IT WAS probably Lance's last game, Buddy's goodbye. For The Bud, or Franco as they call him, is expected even by Hawthorn to find the new market lucre too enticing when he finally decides his future this week.
Anything thus could be read into the tight brotherly hugging and kissing of Josh Gibson in the euphoric Hawthorn rooms after the game.
Was this the face of a man who would walk away? Or was this one last moment of joy to savour?
Only he will know. What Hawthorn knows, however, is that he can almost go now without rancour - they have their second flag with him, they can wave goodbye with less regret. Hawthorn will not stop without Franklin.
The consequence of this game was plain. Making a grand final was not success enough for a team that only lost three times in the season, winning another cup was all that mattered.
In that sense the Hawks' success can be seen as having avoided "failure".
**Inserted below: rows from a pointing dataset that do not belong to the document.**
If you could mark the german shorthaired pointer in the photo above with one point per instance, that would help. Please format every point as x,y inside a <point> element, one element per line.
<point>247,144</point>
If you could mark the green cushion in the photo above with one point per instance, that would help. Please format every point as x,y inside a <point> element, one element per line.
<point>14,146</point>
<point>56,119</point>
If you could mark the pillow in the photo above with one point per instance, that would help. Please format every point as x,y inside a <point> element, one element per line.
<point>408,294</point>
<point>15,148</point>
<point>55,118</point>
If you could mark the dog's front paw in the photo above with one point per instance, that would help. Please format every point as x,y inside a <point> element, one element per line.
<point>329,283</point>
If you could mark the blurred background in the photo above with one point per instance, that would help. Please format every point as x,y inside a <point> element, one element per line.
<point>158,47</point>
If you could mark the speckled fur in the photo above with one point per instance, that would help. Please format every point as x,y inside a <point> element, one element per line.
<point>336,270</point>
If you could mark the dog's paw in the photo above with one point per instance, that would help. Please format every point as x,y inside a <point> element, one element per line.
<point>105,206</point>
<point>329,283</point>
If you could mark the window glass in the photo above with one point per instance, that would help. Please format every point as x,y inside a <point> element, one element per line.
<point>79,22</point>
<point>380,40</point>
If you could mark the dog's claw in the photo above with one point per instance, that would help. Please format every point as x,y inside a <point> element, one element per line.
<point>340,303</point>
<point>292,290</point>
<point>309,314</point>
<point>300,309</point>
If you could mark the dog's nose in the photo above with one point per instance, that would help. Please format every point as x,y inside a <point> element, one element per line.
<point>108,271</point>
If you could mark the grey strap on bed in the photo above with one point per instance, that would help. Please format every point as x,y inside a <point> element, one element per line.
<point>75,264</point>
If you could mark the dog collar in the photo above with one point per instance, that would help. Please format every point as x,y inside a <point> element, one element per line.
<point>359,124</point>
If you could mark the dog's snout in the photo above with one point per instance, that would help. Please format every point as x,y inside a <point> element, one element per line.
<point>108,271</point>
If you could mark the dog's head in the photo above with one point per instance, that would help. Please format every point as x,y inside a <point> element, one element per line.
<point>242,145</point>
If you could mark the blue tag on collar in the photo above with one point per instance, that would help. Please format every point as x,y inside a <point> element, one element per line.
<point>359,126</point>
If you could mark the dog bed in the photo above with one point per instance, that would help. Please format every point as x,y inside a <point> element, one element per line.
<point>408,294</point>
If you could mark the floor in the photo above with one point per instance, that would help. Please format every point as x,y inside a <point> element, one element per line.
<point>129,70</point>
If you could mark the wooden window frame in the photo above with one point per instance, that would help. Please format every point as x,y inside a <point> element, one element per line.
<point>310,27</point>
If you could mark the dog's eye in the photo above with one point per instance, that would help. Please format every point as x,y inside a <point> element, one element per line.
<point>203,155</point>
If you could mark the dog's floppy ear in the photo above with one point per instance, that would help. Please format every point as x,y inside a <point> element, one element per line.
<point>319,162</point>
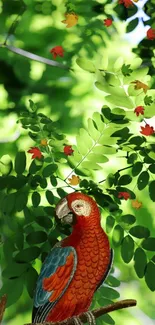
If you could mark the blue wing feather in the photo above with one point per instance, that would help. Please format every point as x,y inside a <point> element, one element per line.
<point>57,257</point>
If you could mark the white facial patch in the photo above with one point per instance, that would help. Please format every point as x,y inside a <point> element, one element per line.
<point>81,208</point>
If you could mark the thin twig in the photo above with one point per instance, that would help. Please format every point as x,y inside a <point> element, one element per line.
<point>119,170</point>
<point>97,312</point>
<point>15,22</point>
<point>35,57</point>
<point>3,302</point>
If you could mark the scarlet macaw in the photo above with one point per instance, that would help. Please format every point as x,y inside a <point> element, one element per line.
<point>76,266</point>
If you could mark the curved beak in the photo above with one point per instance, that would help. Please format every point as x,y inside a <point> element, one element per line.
<point>63,213</point>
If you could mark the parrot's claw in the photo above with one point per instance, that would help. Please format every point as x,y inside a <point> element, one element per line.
<point>77,320</point>
<point>91,318</point>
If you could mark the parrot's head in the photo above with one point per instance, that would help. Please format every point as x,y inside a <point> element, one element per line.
<point>76,208</point>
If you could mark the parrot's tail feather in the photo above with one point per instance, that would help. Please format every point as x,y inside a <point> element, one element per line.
<point>108,269</point>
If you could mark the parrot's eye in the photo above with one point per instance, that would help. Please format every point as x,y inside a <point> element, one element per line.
<point>81,207</point>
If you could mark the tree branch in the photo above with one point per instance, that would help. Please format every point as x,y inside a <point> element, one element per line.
<point>97,312</point>
<point>35,57</point>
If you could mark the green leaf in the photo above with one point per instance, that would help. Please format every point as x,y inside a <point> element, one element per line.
<point>109,293</point>
<point>61,192</point>
<point>140,262</point>
<point>152,191</point>
<point>36,237</point>
<point>126,69</point>
<point>124,180</point>
<point>137,167</point>
<point>117,236</point>
<point>36,199</point>
<point>127,219</point>
<point>19,238</point>
<point>8,203</point>
<point>137,140</point>
<point>132,25</point>
<point>85,64</point>
<point>143,180</point>
<point>28,215</point>
<point>13,289</point>
<point>8,249</point>
<point>27,255</point>
<point>149,244</point>
<point>131,158</point>
<point>20,162</point>
<point>31,279</point>
<point>92,165</point>
<point>33,106</point>
<point>148,100</point>
<point>140,232</point>
<point>97,158</point>
<point>94,133</point>
<point>14,270</point>
<point>127,249</point>
<point>83,134</point>
<point>112,281</point>
<point>44,222</point>
<point>21,201</point>
<point>53,181</point>
<point>152,168</point>
<point>107,319</point>
<point>110,221</point>
<point>5,165</point>
<point>35,166</point>
<point>118,64</point>
<point>108,150</point>
<point>49,197</point>
<point>120,101</point>
<point>49,170</point>
<point>149,276</point>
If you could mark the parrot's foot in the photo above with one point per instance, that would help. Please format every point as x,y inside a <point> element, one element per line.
<point>77,320</point>
<point>91,318</point>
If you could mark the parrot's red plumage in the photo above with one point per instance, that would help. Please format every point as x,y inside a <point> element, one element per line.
<point>80,263</point>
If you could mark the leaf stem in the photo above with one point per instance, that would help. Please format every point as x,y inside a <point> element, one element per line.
<point>35,57</point>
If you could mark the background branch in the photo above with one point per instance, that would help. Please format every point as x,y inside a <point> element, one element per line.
<point>97,312</point>
<point>35,57</point>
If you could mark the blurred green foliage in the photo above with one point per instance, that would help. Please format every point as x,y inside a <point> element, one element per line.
<point>90,107</point>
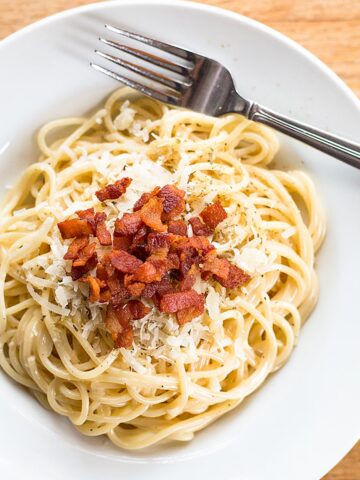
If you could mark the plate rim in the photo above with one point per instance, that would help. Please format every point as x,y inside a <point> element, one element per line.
<point>191,5</point>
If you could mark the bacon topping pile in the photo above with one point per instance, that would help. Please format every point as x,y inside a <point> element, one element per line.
<point>150,257</point>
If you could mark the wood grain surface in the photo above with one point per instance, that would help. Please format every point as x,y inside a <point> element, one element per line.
<point>328,28</point>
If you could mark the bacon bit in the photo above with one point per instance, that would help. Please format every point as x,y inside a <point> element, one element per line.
<point>173,302</point>
<point>75,228</point>
<point>158,242</point>
<point>213,215</point>
<point>95,284</point>
<point>84,255</point>
<point>125,339</point>
<point>178,227</point>
<point>101,272</point>
<point>145,197</point>
<point>199,228</point>
<point>75,247</point>
<point>152,257</point>
<point>106,263</point>
<point>188,314</point>
<point>114,190</point>
<point>174,202</point>
<point>101,232</point>
<point>216,266</point>
<point>236,277</point>
<point>105,296</point>
<point>173,261</point>
<point>124,262</point>
<point>119,293</point>
<point>122,242</point>
<point>138,309</point>
<point>140,237</point>
<point>129,224</point>
<point>151,214</point>
<point>148,290</point>
<point>189,278</point>
<point>136,288</point>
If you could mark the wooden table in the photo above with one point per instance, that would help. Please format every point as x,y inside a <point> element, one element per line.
<point>328,28</point>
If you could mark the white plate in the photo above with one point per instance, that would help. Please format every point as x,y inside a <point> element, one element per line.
<point>306,416</point>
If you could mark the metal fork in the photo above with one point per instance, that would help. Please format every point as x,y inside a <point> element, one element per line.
<point>204,85</point>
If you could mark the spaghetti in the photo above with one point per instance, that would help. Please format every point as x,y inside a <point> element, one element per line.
<point>175,379</point>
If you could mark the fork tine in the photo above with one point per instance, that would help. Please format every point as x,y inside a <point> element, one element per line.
<point>166,47</point>
<point>144,72</point>
<point>149,57</point>
<point>161,96</point>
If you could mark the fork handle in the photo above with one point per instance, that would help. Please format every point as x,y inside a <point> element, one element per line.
<point>344,150</point>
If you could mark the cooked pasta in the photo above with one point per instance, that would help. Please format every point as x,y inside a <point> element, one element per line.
<point>174,380</point>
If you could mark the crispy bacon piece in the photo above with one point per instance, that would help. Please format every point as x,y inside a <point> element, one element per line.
<point>75,228</point>
<point>145,197</point>
<point>105,296</point>
<point>151,257</point>
<point>173,201</point>
<point>119,293</point>
<point>114,190</point>
<point>84,255</point>
<point>213,214</point>
<point>129,224</point>
<point>117,322</point>
<point>101,232</point>
<point>140,237</point>
<point>78,272</point>
<point>189,279</point>
<point>151,212</point>
<point>108,266</point>
<point>235,278</point>
<point>124,262</point>
<point>178,227</point>
<point>138,309</point>
<point>75,247</point>
<point>122,242</point>
<point>173,302</point>
<point>173,261</point>
<point>136,288</point>
<point>188,314</point>
<point>199,228</point>
<point>101,272</point>
<point>158,242</point>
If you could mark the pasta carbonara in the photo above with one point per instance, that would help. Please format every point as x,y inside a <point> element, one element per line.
<point>174,379</point>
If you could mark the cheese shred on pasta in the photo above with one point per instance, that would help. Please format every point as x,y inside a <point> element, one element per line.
<point>174,380</point>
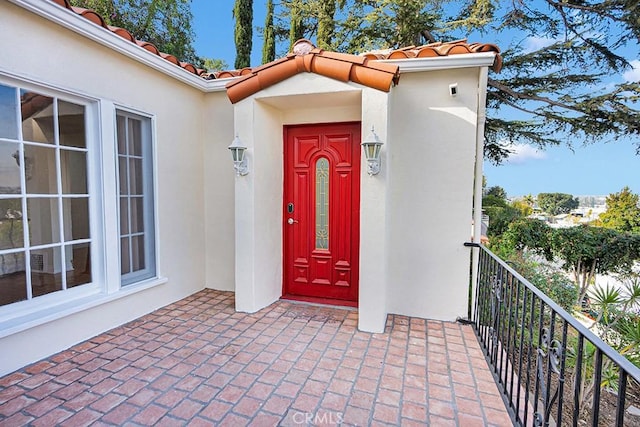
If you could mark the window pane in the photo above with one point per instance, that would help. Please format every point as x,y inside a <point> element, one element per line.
<point>40,169</point>
<point>79,257</point>
<point>45,271</point>
<point>8,112</point>
<point>137,215</point>
<point>44,227</point>
<point>74,171</point>
<point>13,279</point>
<point>11,231</point>
<point>137,253</point>
<point>124,215</point>
<point>37,117</point>
<point>71,124</point>
<point>76,218</point>
<point>322,204</point>
<point>135,176</point>
<point>121,128</point>
<point>9,167</point>
<point>125,259</point>
<point>135,138</point>
<point>122,173</point>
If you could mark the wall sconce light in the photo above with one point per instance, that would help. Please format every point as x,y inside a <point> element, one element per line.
<point>238,152</point>
<point>371,146</point>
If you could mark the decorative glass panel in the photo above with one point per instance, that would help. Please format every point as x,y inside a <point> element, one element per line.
<point>322,203</point>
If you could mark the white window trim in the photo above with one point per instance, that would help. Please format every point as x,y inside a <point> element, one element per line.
<point>102,187</point>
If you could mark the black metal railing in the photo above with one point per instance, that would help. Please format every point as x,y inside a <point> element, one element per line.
<point>551,369</point>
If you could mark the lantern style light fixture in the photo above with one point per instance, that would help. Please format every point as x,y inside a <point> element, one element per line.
<point>238,151</point>
<point>371,147</point>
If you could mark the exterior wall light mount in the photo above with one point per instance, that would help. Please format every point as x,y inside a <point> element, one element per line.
<point>371,147</point>
<point>238,153</point>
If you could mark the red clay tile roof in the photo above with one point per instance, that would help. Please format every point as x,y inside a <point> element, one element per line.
<point>306,57</point>
<point>98,20</point>
<point>364,69</point>
<point>440,49</point>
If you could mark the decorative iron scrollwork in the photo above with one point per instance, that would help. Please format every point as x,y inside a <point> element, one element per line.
<point>551,351</point>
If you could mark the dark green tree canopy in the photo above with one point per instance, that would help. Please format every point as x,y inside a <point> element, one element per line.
<point>165,23</point>
<point>243,34</point>
<point>557,203</point>
<point>561,80</point>
<point>623,212</point>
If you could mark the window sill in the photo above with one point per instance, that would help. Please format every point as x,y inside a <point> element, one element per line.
<point>13,324</point>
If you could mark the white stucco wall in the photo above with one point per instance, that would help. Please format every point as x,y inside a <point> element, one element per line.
<point>217,134</point>
<point>431,158</point>
<point>37,49</point>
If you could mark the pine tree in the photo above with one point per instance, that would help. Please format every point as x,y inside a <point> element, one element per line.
<point>269,44</point>
<point>243,14</point>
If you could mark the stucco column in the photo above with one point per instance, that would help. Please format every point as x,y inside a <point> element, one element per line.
<point>372,302</point>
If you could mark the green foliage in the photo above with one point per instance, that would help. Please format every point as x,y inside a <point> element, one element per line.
<point>268,34</point>
<point>623,212</point>
<point>213,64</point>
<point>243,14</point>
<point>326,23</point>
<point>557,203</point>
<point>165,23</point>
<point>496,191</point>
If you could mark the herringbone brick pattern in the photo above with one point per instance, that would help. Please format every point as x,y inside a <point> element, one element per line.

Once that was averted, what victory did was confirm that this is a great team (two cups in seven years for this era of players), but also further conferred upon this club greatness.
This is now 10 flags in 53 years for Hawthorn. As Luke Hodge put it on the dais: "That over there, what John Kennedy is holding, that is why we are always Hawthorn."
Marketers will love his quote, but that is because it has a ring of truth to it.
Hawthorn thus will continue. The success makes it easier to swallow the idea of a Franklin adieu.
Part of the reason is that they have long proven themselves a side above one player.
The Hawks won this game kicking 11 goals - a premiership victory over a Ross Lyon team was never going to require many more - but they got only the one goal from their most dynamic forward, Franklin.
They also only got two goals from Coleman Medallist Jarryd Roughead.
Hawthorn's brilliance is in their hydra attack. The best attacking team in the competition would not be rendered silent by their two key forwards lack of impact (on the scoreboard at least, for both players performed roles without taking the game by the scruff).
Jack Gunston, a man with wounds of his own from the inaccuracy in last year's loss to Sydney, was in their stead the man to boot four goals.
"We set ourselves this year to make amends for last year and it was worth it," Gunston said. "It was really blustery and you saw with Fremantle shots on goal early you had to kick through it and kick straight. It's good to share the load up forward and lucky I got on the end of them."